A year later Barnett’s teacher invited him to teach alongside some of his fiddling heroes at the Vanderbilt Blair School of Music International Fiddle Camp. “I had already met Buddy Spicher and knew about Bobby Hicks, but I didn’t know Vassar Clements. I’m not really sure what I felt at the time. I was so young, and it was so long ago. I’m sure I was probably too naive to even be nervous. I was just excited to be part of it and excited to share what I loved about the fiddle.”
The gifted fiddler landed his first professional gig with Jesse McReynolds and the Virginia Boys. Then, Barnett put his traditional playing into the musical blender with his bandmates in The Deadly Gentlemen from 2011 until 2014. “I love genre hopping and mixing musical styles. But I also have a deep reverence for traditional folk, bluegrass, and country music. I’m a strong advocate for learning and studying traditional styles along with finding creative ways to meld them.”
While at Berklee College of Music in 2009, Barnett joined the David Grisman Quartet. He also has toured with banjo whiz Tony Trischka, the Gordon Stone Trio, Northern Lights—one of New England’s renowned folk bands, and guitarist Bryan Sutton. In 2017 he got the call to replace longtime fiddle sensation Andy Leftwich in Ricky Skaggs’ Kentucky Thunder band. “I was so nervous. I had some big shoes to fill. I learned so much playing with that band.”
A couple of years later, Mike’s album, Portraits in Fiddles,” received a nod at the 2019 Grammy awards alongside Sister Sadie II, Special Consensus’s Rivers and Roads, Wood and Wire’s North of Despair, and the self-titled The Travelin’ McCourys, the winner for “Best Bluegrass Album.” “A Grammy nomination is a huge validation for anyone. I was especially honored that I was nominated as myself rather than as part of a band! I couldn’t believe it. My phone was blowing up. I was snoozing the morning that it happened, so when I finally turned my phone on, I was overwhelmed. It’s an experience I’ll never forget.”
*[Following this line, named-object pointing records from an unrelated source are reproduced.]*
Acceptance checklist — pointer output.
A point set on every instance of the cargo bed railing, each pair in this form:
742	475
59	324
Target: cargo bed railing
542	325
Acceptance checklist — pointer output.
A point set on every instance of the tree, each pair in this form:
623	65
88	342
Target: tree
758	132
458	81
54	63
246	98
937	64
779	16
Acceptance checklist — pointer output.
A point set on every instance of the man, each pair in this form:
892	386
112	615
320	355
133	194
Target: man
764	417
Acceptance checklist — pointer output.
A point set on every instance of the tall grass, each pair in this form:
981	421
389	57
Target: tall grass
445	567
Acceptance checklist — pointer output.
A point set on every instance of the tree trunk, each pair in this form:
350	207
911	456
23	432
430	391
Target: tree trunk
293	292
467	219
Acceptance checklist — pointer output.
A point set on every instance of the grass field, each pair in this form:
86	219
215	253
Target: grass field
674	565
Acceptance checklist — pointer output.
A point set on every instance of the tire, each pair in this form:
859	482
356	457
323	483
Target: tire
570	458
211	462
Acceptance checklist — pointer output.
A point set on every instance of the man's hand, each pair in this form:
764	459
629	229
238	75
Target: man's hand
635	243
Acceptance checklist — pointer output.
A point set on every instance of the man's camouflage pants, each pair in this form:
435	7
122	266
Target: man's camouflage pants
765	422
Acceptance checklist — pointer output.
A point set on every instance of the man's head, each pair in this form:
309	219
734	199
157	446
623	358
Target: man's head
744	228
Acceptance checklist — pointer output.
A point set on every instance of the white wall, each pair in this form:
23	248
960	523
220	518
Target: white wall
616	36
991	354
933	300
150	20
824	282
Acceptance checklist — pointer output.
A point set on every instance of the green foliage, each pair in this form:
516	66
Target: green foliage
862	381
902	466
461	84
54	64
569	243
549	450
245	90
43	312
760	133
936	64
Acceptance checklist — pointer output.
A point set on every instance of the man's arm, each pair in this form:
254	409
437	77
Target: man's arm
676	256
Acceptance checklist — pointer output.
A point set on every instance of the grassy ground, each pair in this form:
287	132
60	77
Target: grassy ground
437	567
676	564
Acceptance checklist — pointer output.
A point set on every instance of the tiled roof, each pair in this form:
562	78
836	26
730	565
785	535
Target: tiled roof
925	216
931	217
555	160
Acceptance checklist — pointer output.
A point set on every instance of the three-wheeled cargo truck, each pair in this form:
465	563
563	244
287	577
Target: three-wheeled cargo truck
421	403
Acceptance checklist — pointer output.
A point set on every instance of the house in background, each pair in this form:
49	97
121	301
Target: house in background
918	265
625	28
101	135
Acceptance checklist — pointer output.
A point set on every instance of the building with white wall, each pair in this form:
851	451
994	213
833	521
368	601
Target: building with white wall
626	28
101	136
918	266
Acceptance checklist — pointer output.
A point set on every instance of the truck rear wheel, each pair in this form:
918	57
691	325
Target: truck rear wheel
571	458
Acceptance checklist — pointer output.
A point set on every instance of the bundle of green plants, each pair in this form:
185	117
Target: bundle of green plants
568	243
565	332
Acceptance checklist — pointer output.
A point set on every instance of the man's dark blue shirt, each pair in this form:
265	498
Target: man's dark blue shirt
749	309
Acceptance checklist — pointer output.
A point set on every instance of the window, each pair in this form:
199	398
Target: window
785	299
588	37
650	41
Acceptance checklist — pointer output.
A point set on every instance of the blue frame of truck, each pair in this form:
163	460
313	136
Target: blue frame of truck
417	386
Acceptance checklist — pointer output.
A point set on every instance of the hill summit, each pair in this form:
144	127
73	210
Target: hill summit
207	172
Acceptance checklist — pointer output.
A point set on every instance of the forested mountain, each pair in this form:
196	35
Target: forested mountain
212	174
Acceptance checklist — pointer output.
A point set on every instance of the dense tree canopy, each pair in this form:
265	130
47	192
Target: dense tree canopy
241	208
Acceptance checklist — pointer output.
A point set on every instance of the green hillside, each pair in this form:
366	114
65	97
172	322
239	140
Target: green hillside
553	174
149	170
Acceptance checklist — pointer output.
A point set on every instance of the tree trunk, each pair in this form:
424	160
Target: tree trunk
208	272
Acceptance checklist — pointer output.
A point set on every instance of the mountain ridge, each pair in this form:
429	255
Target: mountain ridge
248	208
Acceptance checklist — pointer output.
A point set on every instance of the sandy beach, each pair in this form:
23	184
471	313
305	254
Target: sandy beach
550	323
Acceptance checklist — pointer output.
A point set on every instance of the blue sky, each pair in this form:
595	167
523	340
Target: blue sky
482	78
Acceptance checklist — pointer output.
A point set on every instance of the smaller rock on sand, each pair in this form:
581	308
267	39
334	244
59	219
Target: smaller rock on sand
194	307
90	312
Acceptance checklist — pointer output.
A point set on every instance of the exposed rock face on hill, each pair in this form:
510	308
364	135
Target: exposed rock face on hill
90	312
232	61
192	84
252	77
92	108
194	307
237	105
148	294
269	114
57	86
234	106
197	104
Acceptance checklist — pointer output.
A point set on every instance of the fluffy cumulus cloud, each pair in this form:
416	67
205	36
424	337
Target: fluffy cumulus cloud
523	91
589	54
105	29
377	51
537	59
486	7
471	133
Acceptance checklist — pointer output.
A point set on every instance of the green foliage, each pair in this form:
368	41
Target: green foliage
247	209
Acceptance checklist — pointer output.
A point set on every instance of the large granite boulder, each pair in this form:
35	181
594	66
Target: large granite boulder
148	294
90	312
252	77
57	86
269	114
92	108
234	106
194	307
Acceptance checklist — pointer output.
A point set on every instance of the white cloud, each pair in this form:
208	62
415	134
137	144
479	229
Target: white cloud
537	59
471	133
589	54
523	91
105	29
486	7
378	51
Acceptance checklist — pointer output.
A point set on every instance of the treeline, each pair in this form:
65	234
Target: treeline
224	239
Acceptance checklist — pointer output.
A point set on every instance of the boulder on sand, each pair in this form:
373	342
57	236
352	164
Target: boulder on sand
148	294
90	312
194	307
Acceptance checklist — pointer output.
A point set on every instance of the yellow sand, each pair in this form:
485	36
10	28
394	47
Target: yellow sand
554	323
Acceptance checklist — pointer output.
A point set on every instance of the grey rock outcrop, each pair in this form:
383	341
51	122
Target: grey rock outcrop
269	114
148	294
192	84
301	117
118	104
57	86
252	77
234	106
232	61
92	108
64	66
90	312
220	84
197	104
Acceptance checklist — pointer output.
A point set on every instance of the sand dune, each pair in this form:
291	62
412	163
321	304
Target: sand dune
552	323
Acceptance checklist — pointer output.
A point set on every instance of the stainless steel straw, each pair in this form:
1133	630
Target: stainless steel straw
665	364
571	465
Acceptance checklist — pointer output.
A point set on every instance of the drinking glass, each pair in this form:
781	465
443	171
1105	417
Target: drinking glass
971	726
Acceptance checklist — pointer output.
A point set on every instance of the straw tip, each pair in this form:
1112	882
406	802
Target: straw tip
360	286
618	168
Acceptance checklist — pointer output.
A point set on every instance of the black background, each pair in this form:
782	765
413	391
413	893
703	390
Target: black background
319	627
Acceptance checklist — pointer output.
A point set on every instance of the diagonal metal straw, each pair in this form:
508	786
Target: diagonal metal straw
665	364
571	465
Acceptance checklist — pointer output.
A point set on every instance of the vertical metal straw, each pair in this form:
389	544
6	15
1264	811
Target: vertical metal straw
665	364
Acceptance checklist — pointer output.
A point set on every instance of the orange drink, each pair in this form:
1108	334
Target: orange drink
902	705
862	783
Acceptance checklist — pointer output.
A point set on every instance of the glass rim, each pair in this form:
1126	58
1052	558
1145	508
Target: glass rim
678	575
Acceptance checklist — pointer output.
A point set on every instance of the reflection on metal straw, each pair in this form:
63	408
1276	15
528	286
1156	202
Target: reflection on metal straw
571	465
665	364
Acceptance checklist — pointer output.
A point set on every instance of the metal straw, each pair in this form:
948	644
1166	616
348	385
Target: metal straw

Life was going great for Barnett with the prestigious nomination and playing with one of the nation’s top bluegrass bands, and then, in 2020, he was hit with two major obstacles, the pandemic followed by his medical emergency. “COVID was tough. And now with my injury, I cannot play fiddle at this time, so the band has found another fiddler. A good friend of mine, Billy Contreras. I saw the band play their first performance since COVID at the Ryman. I loved hearing them play again. I miss it so much.”
Barnett longs to make a comeback with his fiddle playing, but he’s unsure what the future holds. “I just want to play fiddle again. I have good days and bad days. It’s like, “Why did this happen to me?” I don’t know. But whether I can play fiddle or not, I don’t know. I really just don’t know. I’ve got a lot of support, and I’m trying to stay positive, but it is not easy. The future is unknown. That could be good or not so good, depending on how you look at it.”